On September 3, 2025, at about 03:00, I found out I had kidney cancer.
There is no easy way to hear you have cancer. Shock sets in quickly and the words the doctor tells you start to wash over you, past you, beyond you. You hear “cancer” and nothing else matters.
By the evening of September 19, 2025, my left kidney had been removed. They told me that it was about 80% tumor. Later, the surgeon said that they thought that gotten it all, but they would scan me every 3 months just to check. They recommended I see an oncologist for the cancer and a nephrologist for the fact that I now had only one kidney.

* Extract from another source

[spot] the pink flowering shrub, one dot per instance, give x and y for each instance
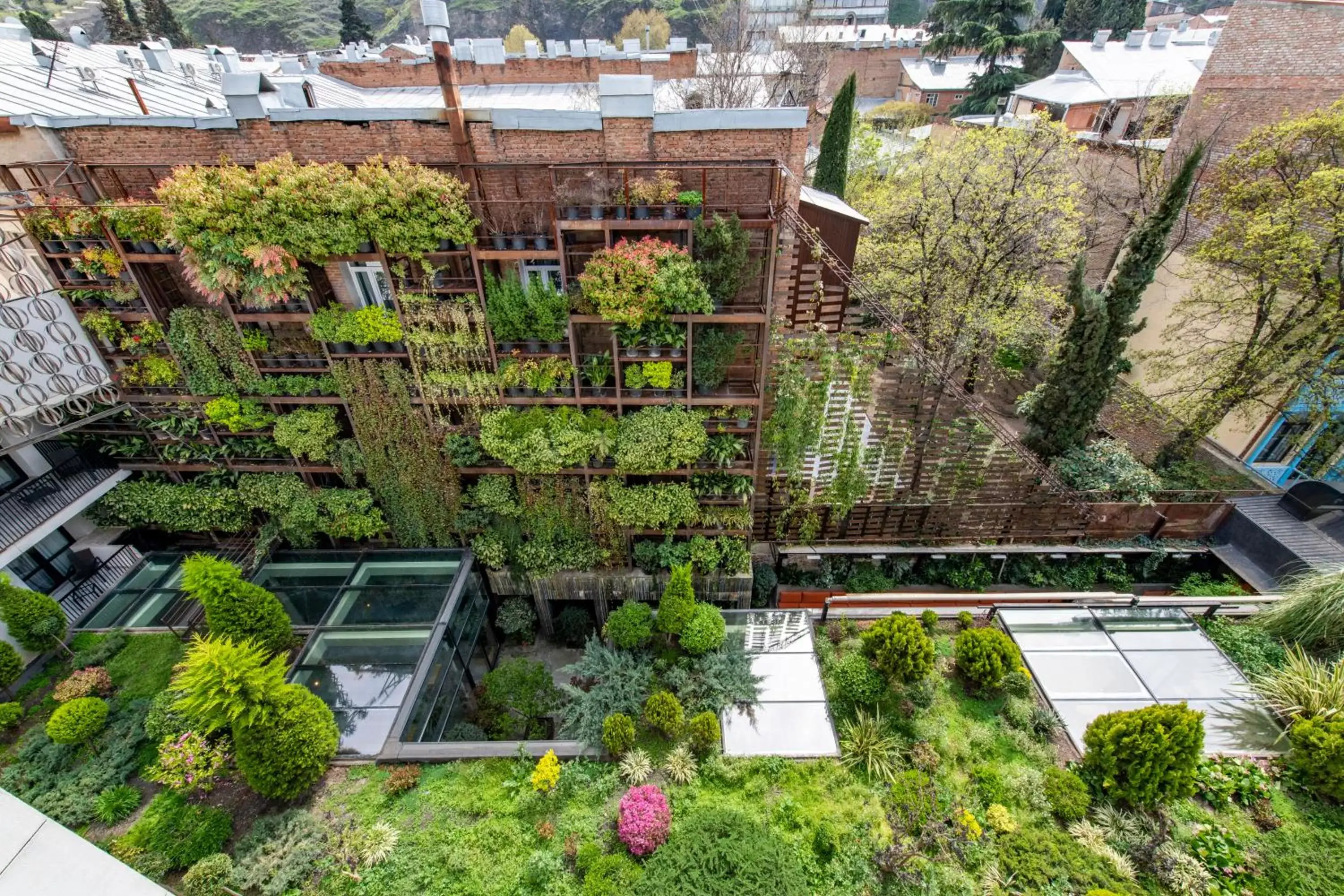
(644, 820)
(190, 762)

Of my nephrologist, I can only say good things. She has been a help and a treasure.
My first oncologist wanted to be helpful, but by late december we already knew she was leaving the practice. I got the first CT scan and MRI in late December. They should areas of concern in my left lung and some lymph nodes on the left center of my chest. They were uncertain what they were seeing, and reassured me that this was not what the kidney cancer would look like if it spread. But I knew. The cancer was back.
After several inconclusive appointments, they did a PETCt with the intention of showing if it was cancer. It was inconclusive – it could be cancer or it could have been a lung infection. They scheduled a biopsy for March 8, and then canceled it and prescribed anti-biotics instead.
For a while, I felt better. Then another CT scan showed that the shadow in my lung was larger. Now they were more certain it was cancer and they scheduled another biopsy. This time it showed cancer. Metastasized kidney cancer.
The doctors prescribed an immunotherapy – OPDIVO Qvantig® (nivolumab + hyaluronidase-nvhy) along with an anti-tumor formation biological called Cabozantinib.
OPDIVO is administered as an injection once every 4 weeks. During the first attempt, my blood pressure was too high. For the second, I took a calming agent and an emergency blood pressure lowering agent and my BP was low enough – I received the treatment.
Cabozantinib is expensive. Retail can be $1000 per pill and I must take one per day. Thanks to the magic of the American medical system, it did not cost me anything. Unfortunately, it has a long list of side effects, with one of the more notable being high blood pressure. It could kill me.
As of now, June 6, 2026, we are struggling to get my blood pressure lower so I can begin taking the Cabozantinib. My nephrologist has been nothing but helpful, but this is hard – It is likely my fault since I should have gotten this taken care of long ago. But it is slow and hard, and I am doing my best. Meanwhile, the cancer grows.
This is not a cancer with a cure. The five-year survival rate is 10% to 15%. Now, a lot of things go into survival rates – base health, age, how much the cancer has mutated and a myriad of other factors. There are people that have beat it – 1990’s action star Dolph Lundgren beat it. I am not a physical specimen like Dolph, but it gives me hope.